Big news this week is Pierre Poilievre’s impromptu visit to a far-right protest about the usual stuff. Nobody cared what the protest was about; the discussion was about the wisdom or stupidity Poilievre’s interaction with the radicals.

The Background

In order to understand what’s going on here, we need to dig a bit into the functioning of a modern political party. Incipient leaders, especially for the federal Conservatives. always have a triple agenda that plays out to three different audiences as the election timetable rolls along.

First, Win the Leadership

This is the easy part of the public relations job. A right-wing leader can play to the radicals, as long as he doesn’t make any promises that might come back to haunt him. If the pollical pendulum is swinging to the right, he can win the nomination with the help of the radicals and ignore the more moderate members.

Then, Raise Money

Once he is Leader of the Opposition, he can use that pulpit to make all the business-friendly moves that will fill the party coffers. Business leaders don’t care about the social messaging; they just want regulations eased and taxes lowered. They’re ready to pay for favours they’ll call in later.

Last, Win the Election

Once the writ is dropped, the incipient Prime Minister has to back-track and soft-pedal frantically, because the soft Liberals, the Red Conservatives and the dreaded Undecideds have no use for the Radical Right and their bigoted views.

Poilievre’s Mistake (or not)

Pierre is far ahead in the polls, and maybe he’s getting a little too cocky for his own good. He needs to pay attention to that old election timetable.

He is now at a sweet spot for the Leader of the Opposition. The electioneering hasn’t really ramped up yet. He can play the usual pointing-finger game and rant and rave about anything the government does. He doesn’t have to come up with any answers himself, which is a good thing, because Axing the Tax is not going to play well to many Canadians.  After all, 50% of the voters are of above average intelligence, and they have the smoky whiff of another fiery summer in their nostrils.

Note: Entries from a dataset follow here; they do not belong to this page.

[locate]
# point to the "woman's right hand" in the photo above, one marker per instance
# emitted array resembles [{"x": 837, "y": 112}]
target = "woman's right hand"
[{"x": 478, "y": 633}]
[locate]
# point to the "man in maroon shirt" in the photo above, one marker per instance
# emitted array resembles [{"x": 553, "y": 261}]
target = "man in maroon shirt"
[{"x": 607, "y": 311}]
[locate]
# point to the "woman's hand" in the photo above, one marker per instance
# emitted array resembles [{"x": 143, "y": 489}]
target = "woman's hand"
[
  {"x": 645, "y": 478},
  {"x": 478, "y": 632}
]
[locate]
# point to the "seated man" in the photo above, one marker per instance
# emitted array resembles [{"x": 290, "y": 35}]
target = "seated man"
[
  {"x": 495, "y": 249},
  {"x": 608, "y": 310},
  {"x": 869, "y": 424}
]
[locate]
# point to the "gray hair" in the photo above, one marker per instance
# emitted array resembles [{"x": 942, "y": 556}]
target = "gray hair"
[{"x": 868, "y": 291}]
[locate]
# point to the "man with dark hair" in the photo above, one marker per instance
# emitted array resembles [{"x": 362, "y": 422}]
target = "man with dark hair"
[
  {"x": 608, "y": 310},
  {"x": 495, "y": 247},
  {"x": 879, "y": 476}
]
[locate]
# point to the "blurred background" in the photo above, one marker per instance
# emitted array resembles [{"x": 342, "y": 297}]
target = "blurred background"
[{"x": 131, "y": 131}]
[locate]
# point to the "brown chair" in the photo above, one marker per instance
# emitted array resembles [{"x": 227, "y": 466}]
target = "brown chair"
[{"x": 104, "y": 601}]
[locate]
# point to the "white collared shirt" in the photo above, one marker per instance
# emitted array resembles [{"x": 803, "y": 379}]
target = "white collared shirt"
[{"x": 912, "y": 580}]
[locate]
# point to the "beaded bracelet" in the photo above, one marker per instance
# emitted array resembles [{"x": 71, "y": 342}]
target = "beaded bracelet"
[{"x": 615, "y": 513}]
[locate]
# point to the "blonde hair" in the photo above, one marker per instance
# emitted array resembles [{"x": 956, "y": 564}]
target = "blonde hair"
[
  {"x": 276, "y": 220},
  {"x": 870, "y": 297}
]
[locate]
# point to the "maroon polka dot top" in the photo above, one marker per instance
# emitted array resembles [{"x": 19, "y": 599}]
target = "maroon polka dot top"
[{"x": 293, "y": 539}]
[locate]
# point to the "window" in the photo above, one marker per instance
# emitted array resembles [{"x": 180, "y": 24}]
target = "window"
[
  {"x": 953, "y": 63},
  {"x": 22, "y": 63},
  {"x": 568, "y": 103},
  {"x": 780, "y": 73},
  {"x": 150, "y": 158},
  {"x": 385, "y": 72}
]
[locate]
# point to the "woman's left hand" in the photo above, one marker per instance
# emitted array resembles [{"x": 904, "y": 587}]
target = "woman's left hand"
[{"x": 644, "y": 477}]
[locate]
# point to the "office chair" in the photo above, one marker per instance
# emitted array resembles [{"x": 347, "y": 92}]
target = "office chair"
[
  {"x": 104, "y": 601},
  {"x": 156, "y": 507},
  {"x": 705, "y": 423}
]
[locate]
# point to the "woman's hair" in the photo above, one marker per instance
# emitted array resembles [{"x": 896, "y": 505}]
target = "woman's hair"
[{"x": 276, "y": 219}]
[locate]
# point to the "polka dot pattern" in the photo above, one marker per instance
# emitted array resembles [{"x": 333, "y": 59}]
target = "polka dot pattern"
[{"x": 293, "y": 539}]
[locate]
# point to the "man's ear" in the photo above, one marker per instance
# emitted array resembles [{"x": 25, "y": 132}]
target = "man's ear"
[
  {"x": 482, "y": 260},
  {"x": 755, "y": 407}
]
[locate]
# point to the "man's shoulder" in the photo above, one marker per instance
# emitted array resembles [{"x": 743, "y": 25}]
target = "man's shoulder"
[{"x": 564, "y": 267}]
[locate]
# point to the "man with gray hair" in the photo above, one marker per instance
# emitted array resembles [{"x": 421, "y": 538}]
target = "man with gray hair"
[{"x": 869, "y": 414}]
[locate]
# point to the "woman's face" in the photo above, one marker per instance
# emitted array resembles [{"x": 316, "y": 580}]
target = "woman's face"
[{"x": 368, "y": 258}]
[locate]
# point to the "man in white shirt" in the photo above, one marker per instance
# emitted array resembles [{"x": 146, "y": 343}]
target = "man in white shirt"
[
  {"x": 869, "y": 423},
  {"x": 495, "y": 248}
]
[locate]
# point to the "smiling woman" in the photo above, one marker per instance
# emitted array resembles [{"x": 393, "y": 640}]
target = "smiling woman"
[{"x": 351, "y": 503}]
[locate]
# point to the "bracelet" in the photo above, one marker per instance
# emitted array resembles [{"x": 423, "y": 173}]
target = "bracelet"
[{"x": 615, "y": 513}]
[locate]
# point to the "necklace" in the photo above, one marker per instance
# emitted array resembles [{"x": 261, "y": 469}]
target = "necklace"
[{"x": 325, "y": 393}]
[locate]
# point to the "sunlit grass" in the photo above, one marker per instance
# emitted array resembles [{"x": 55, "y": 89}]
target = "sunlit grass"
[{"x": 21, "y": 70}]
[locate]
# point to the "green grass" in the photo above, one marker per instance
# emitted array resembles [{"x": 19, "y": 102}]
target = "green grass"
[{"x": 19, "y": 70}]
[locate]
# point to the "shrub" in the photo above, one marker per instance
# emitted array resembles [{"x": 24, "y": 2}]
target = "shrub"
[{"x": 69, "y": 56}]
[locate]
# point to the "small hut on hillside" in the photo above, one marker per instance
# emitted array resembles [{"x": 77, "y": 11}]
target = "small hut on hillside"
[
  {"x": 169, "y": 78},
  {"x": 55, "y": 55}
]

The ruling party is just at the point where a lot of high expectations are not looking to be fulfilled, and the populace is tired of the same old same old from a lackluster Prime Minister.

Poilievre has proved adroit at switching stories when the time is ripe. The question is whether his play to the radicals at this stage was a misreading of just where on the timeline he sits. Several commentators noticed that he seemed to realize about halfway through the photo op that he had come to the wrong ballroom, and really would rather sit this one out.

The Bottom Line

A year from now when the election gets started, if the Liberals have accomplished anything they can point to with pride and the Conservatives have come up with a platform for voters to critique, I think the polling numbers will tighten up. At the moment, one bad move by either party leader could start the ball rolling in either direction.